On Tuesday, about 50,000 people returned to the county seat to mourn the dead, and a police official estimated that the number of visitors on Wednesday may have exceeded 100,000.
Burning incense and yellow chrysanthemums were strewn among the ruins, while firecrackers crackled now and then. In the distance, a woman carefully lit a handful of green incense, sending smoke swirling up into the sky.
Yuan Linqiong, a 48-year-old mother, came to burn paper money, clothes and cigarettes for her deceased son, a former soldier. Some Chinese believe that if they burn special "spirit" money or items, their deceased relatives will receive them in the other world.

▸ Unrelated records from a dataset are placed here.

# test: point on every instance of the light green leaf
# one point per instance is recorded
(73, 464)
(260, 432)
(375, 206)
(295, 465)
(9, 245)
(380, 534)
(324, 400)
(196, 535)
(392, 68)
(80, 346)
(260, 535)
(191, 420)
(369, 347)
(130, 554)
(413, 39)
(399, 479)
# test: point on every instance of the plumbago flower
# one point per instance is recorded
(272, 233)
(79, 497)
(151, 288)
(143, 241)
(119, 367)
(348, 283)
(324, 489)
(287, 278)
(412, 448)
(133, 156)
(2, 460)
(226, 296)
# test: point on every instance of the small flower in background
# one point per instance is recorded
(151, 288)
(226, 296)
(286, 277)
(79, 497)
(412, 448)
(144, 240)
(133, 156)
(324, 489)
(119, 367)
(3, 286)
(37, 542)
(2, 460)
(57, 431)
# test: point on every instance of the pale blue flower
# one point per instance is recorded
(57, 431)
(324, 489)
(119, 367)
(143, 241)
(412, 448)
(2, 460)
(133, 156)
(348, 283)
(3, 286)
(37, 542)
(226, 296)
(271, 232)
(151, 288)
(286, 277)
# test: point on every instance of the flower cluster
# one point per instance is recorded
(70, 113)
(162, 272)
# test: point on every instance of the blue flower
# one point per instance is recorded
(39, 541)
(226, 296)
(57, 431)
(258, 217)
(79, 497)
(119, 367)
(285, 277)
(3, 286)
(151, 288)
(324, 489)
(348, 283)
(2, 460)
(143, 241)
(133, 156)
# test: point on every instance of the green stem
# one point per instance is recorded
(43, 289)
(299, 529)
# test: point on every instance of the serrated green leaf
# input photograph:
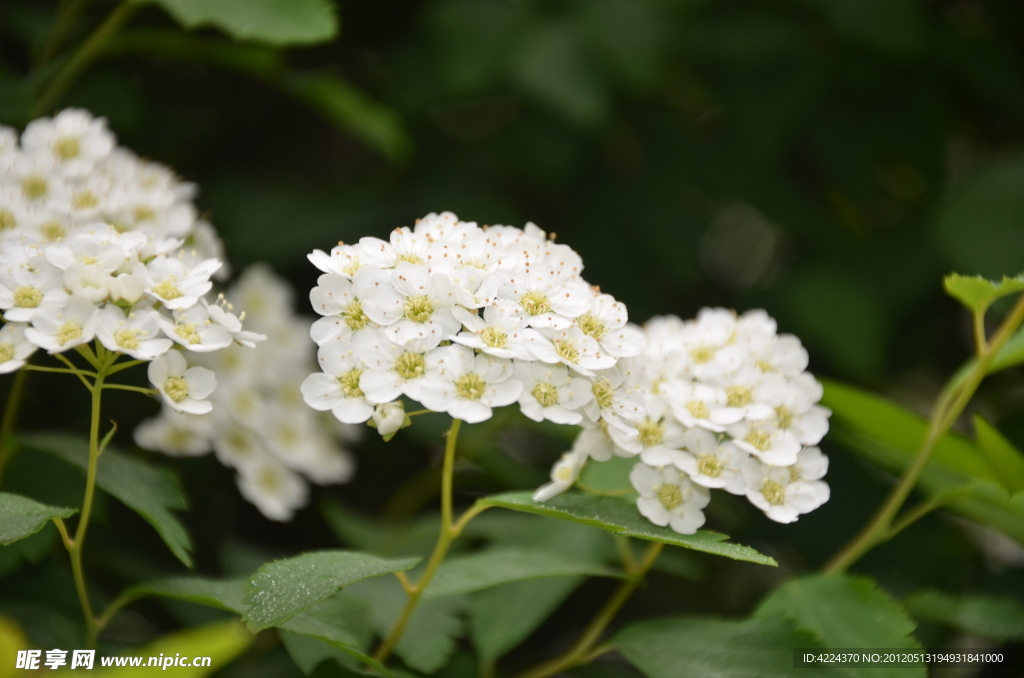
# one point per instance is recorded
(151, 492)
(998, 619)
(891, 436)
(503, 617)
(20, 516)
(433, 628)
(978, 293)
(270, 22)
(282, 589)
(475, 571)
(222, 641)
(622, 517)
(846, 611)
(718, 648)
(1001, 455)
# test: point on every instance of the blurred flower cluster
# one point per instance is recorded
(727, 404)
(259, 425)
(464, 319)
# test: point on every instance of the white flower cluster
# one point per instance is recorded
(91, 247)
(260, 426)
(464, 319)
(727, 405)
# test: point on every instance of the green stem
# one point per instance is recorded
(10, 412)
(445, 536)
(83, 57)
(948, 409)
(583, 650)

"He liked smoking," Yuan said.
Though her son's body was never found, Yuan stands among the ruins and senses that he is quite near. She speaks serenely about him and about her dreams of him that used to occur constantly, but have tapered off recently.
Shi Shaozhen came with her daughter-in-law to mourn her youngest son and granddaughter. She blotted her tears with a tissue.
"My granddaughter's birthday was May 30," she said. "If she were alive, she would be six this year."
In China, it is customary for family members to mourn the death of a loved one for three years. When those three years are over, though, it means that it is time for the living to look ahead.